Song lyrics have a deep meaning that can resonate with your beliefs and experiences. On occasion, you may even find it appropriate to quote from or to cite a song in a paper. Luckily, the Modern Language Association (MLA) style for citations has a format for citing just about everything -- including songs.
Determine the exact name of the song and the artist(s) that you are citing. Songs or artists, especially those listed on the Internet, may not be properly named. Go to the original source -- such as the CD -- or find a reliable site for determining the song and artist name -- such as iTunes.
List the name of the performer(s) or composer(s), starting with the last name of the artist or artists, followed by a period. If you're listing the song "Changes," by David Bowie, you would write: Bowie, David. If the artist is a band, list only the band name as it appears on the track -- for example: Talking Heads.
Follow the artist's name with the name of the song in quotation marks.
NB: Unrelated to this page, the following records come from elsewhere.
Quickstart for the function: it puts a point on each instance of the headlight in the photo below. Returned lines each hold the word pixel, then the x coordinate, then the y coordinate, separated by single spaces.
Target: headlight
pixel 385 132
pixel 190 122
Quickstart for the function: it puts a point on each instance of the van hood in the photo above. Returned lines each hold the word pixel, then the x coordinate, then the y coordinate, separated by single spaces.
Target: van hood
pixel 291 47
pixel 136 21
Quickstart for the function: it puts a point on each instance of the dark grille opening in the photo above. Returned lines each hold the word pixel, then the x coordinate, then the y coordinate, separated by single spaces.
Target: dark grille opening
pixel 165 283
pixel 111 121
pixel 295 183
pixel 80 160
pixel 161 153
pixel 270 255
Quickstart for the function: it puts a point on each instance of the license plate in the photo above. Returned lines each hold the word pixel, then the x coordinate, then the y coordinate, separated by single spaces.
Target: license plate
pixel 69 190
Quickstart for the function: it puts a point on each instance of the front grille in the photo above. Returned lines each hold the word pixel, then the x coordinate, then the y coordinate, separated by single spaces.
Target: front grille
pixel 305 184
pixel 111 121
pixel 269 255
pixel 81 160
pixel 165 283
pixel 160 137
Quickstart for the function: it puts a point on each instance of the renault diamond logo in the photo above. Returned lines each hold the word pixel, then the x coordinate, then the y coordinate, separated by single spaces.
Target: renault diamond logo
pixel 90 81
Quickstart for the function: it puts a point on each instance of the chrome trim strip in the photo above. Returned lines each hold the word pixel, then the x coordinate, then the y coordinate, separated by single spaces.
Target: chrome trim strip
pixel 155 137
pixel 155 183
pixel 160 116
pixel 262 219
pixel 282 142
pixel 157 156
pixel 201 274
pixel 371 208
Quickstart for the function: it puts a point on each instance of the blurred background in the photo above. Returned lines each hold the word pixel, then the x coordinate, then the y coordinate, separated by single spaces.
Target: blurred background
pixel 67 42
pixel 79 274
Staying with the prior example, you would write: "Changes." Follow the song name with a period.
Add the album name, in italics. The name of the album on which the example song "Changes" is found is Hunky Dory. So, Hunky Dory would follow "Changes," in italics. Also follow this with a period placed within the quotation marks.
List the recording label that produced the track along with the date of release, separated by a comma, and followed with a period. For example: RCA, 1971.
List the format in which you have found the song. Formats include cassette, compact disc, MP3 and others. Finish with a period.
Double-check that you've listed the information properly and in proper format. Your citation should look similar to this complete example: Bowie, David. "Changes." Hunky Dory (in italics). RCA, 1971. MP3.